Don’t say anything, Sarah, just get upstairs, I told myself. My chest was tight, I was burning to tell these women how foolish and harmful their pestering was. Not now, not now, I had to repeat to myself.

‘You can’t trust ’em,’ agreed her daughter, Connie, returning to their disparagement of the lovely midwife. ‘I swear it’s some voodoo. She did it to all four of mine but I fixed it. Got a penny off one of them gypsies and bound it round the baba till it went back in again,’ she said proudly.

Susan Bunyard had already fled up the dilapidated staircase like lightning, eager to get away. As we closed the door on the three Bunyard matriarchs slurping their tea I heard Great-aunt Constance give the most dim-witted piece of baby advice I’d heard yet.

‘That baby probably has thrush. I’ve told her if you wipe their wet-cloth nappy on their tongue it clears up straight away. But she doesn’t take heed. She’s not a Kentish girl. She’s from Essex, so what do you expect? I don’t know what your Alan was thinking, Martha.’

I firmly shut the door on them. It would not be the last time I had to watch mothers taunted with ill-conceived baby advice that was sometimes well meant but other times was nasty, cruel and harmful.

Mrs Bunyard was on the bed feeding her lovely baby, propped up by pillows to shield her back from the uncomfortable brass bars of the headboard. Her wide square-necked peasant shirt was just the job for nursing. She’d pulled her long sandy-coloured hair into a messy bun and looked different to how she was only moments before. Relaxed and contented now she was alone with her baby, I could see what a strong bond they had already: it was beautiful.

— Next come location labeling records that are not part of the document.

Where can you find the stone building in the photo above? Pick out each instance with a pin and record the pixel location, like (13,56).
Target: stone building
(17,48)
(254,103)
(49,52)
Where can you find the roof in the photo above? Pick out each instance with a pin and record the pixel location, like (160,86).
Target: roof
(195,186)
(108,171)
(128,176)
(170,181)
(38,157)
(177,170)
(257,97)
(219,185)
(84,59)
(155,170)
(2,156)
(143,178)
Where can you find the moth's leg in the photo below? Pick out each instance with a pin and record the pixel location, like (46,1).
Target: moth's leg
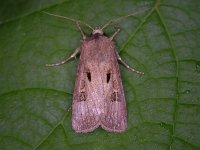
(127,66)
(66,60)
(114,34)
(83,35)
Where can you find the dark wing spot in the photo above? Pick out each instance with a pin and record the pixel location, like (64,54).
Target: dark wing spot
(82,96)
(108,77)
(115,97)
(89,76)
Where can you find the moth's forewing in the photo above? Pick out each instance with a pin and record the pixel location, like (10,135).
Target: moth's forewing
(114,118)
(98,95)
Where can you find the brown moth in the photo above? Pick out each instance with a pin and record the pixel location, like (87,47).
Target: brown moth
(98,98)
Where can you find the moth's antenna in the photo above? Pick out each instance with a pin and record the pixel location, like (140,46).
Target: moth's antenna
(120,18)
(71,19)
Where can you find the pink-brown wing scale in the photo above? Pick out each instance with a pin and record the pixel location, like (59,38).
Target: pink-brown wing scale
(114,118)
(98,96)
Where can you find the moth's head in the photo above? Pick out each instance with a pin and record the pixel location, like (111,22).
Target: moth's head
(97,31)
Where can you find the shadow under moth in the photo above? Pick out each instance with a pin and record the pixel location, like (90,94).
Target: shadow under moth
(98,98)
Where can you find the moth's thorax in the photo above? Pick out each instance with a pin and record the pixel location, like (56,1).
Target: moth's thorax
(97,31)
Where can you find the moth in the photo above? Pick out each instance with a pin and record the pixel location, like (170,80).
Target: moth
(98,99)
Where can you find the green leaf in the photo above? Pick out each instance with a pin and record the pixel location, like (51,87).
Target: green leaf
(35,101)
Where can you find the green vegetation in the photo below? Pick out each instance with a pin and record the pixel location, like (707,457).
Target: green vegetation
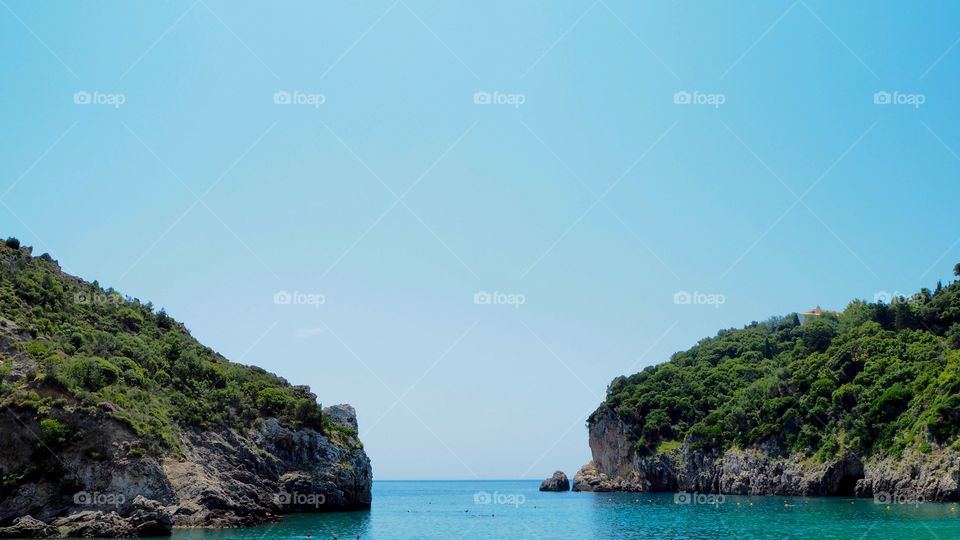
(81,346)
(874,378)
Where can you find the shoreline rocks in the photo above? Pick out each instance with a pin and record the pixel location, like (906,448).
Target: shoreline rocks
(557,482)
(762,470)
(218,479)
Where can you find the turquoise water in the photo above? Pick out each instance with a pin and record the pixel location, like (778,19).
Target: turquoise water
(515,509)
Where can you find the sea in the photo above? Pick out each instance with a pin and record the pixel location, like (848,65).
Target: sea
(516,509)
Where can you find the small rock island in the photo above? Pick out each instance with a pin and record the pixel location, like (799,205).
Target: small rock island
(557,482)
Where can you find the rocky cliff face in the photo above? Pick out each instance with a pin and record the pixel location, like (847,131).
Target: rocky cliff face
(222,479)
(762,470)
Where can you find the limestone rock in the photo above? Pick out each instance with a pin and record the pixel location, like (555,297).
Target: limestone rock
(557,482)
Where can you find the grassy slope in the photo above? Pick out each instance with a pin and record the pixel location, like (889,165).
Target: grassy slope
(875,378)
(65,343)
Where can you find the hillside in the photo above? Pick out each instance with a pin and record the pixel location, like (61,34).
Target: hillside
(111,406)
(838,404)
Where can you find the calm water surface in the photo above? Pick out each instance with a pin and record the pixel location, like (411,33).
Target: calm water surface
(515,509)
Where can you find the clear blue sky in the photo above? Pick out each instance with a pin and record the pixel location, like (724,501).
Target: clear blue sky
(797,190)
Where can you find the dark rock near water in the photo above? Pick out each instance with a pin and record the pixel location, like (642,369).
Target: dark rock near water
(221,479)
(557,482)
(764,469)
(27,527)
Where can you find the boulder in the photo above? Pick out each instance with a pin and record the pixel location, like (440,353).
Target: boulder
(557,482)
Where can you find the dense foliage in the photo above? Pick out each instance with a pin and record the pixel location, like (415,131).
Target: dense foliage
(68,343)
(875,378)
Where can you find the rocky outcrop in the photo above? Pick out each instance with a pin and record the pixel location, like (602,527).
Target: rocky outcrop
(27,527)
(557,482)
(108,487)
(761,470)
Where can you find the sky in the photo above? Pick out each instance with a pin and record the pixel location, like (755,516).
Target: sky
(466,218)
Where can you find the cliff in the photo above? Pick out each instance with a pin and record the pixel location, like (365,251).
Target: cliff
(116,422)
(863,403)
(763,470)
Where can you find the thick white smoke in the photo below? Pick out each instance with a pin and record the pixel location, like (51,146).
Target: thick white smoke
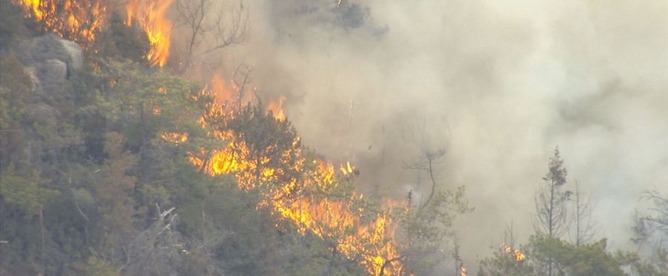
(497,84)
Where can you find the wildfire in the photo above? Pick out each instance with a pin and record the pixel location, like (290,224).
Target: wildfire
(313,201)
(515,253)
(77,20)
(151,16)
(276,108)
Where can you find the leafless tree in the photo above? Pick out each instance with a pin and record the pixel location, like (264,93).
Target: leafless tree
(584,225)
(550,202)
(551,199)
(209,26)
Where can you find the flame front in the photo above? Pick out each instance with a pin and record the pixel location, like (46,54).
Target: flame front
(517,254)
(151,16)
(312,202)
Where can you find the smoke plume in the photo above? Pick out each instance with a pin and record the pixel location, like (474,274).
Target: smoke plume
(497,85)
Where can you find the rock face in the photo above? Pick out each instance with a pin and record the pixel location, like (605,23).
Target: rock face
(51,60)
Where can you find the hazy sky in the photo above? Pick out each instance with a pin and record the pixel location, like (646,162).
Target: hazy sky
(497,84)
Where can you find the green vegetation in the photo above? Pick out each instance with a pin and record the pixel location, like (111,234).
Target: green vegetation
(95,179)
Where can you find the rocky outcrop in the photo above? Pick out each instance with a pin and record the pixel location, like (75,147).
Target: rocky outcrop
(51,60)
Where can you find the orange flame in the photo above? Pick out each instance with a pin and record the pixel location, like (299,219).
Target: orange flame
(151,16)
(76,20)
(314,202)
(515,253)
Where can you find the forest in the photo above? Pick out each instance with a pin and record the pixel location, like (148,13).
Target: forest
(120,157)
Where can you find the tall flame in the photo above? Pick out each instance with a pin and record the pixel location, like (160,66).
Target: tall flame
(306,202)
(151,16)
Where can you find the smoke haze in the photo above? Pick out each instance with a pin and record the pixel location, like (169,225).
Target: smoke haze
(497,84)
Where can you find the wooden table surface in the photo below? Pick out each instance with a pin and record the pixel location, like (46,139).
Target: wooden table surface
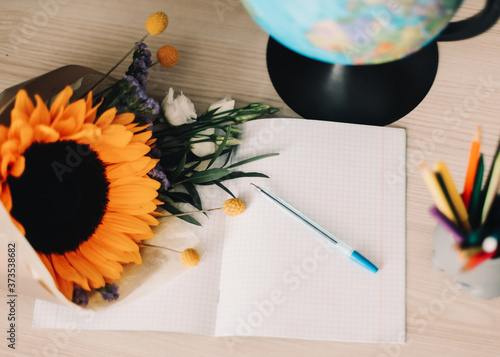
(223,52)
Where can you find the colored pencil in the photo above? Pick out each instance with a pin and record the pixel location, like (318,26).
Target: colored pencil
(477,260)
(456,200)
(475,205)
(436,192)
(492,188)
(472,166)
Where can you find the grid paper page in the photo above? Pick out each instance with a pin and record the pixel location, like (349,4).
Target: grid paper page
(278,278)
(186,304)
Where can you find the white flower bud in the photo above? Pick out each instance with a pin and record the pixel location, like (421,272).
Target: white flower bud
(178,111)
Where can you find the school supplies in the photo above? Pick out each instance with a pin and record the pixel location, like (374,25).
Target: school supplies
(473,217)
(262,274)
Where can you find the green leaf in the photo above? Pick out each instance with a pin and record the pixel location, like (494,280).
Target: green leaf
(218,183)
(194,194)
(251,160)
(228,157)
(238,174)
(174,210)
(182,197)
(175,174)
(207,175)
(220,148)
(189,169)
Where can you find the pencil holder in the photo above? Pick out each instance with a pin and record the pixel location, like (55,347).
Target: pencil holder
(482,282)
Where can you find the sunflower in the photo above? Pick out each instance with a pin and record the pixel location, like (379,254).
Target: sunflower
(76,187)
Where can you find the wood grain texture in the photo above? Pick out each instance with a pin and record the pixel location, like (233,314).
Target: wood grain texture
(223,52)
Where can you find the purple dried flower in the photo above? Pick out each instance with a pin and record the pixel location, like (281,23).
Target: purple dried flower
(132,80)
(158,174)
(80,296)
(109,292)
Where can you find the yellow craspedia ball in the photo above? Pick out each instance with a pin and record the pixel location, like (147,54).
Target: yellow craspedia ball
(167,56)
(233,207)
(157,23)
(190,257)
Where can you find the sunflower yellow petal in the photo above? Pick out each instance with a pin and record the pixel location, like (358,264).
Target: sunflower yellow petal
(18,167)
(106,118)
(85,268)
(132,209)
(140,237)
(139,167)
(65,287)
(66,271)
(125,223)
(150,220)
(142,137)
(116,135)
(107,268)
(114,238)
(4,132)
(124,119)
(131,152)
(45,134)
(107,251)
(133,182)
(124,195)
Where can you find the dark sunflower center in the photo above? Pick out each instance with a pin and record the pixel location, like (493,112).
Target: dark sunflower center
(61,197)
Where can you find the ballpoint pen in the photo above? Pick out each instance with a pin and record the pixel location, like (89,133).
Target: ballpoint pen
(320,231)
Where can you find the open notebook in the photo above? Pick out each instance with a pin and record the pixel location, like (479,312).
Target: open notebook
(266,275)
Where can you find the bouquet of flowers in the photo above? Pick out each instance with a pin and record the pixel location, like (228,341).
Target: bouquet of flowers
(84,176)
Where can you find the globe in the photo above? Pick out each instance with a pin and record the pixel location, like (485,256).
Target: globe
(353,32)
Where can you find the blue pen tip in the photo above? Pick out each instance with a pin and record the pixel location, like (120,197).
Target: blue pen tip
(358,258)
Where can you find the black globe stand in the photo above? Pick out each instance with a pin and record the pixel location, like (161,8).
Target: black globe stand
(367,94)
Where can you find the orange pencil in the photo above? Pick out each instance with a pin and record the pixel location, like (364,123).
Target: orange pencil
(472,166)
(476,260)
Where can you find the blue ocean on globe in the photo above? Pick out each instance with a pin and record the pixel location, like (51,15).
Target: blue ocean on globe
(353,32)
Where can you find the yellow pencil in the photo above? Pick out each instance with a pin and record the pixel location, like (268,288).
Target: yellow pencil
(456,200)
(436,192)
(492,188)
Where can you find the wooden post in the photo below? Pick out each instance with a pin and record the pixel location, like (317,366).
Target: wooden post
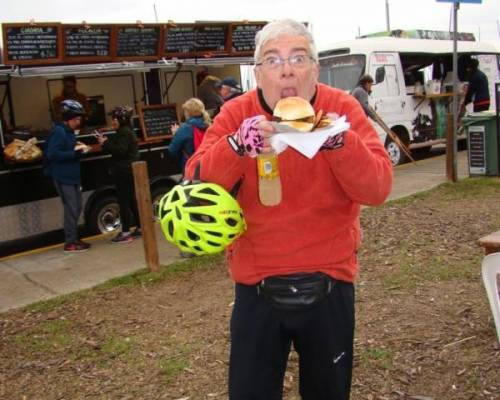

‘You don’t mind, do you?’ she asked.

‘Not at all. You look like you’re doing a splendid job. How was last week?’

‘It was all right when it was just me and Sharon. But it’s hell when his lot are traipsing in and out of the place. Wanting cups of tea and giving me filthy looks if I offer them shop-bought cake. Where would I get the time to make bloody cake for the hordes that have been through here?’ she told me indignantly.

‘Could Mr Bunyard help keep some of the visitors at bay?’

‘He’s as much use as a wet tea towel, Nurse. He likes to play the doting daddy but it’s like having another kid to look after. He made a big show of changing Sharon’s nappy last night and stuck a pin in her!’ she told me, her eyes filled with exasperation.

‘But he does want to help?’ I asked tentatively.

‘What would help me out is a proper bathroom with an indoor toilet, hot and cold water, and a proper plumbed-in bath for Lord’s sake,’ she cried. ‘I’m not used to living like this – it’s like something out of a BBC olde-worlde drama. My parents’ house has all mod cons, thank you very much. My mother had a properly fitted kitchen – she never had to try and turn out a dinner on a clapped-out stove. He says he’ll get onto the brewery about updating the cottages but they’ve been promising to modernise since after the war apparently. I’ve said the men and him need to get organised, demand proper housing, but they couldn’t organise …’ her voice trailed away as she paused to change the baby’s nappy, spreading out the terry towelling on the bed and then washing her hands in a ceramic bowl and jug of water on a wash stand.

‘It’s like I’m in a bloody episode of Upstairs, Downstairs,’ she said with a grim laugh. ‘Only you imagine you’ll be one of ladies in fancy dresses, not living like a charwoman.’

I nipped down to the kitchen to fetch her a glass of water. When I returned, baby Sharon was feeding steadily on the other side.

‘I’ve brought you some cake,’ I said as I put a tray on the bedside table with a jug of water and a big slice of Victoria sponge cake on it.

‘Thank you, Nurse. You shouldn’t have,’ she said, drinking down her water in almost one go.

‘Yes, I should. You need to rest and get plenty to eat and drink if you’re going to keep on doing such a fabulous job feeding little Sharon.’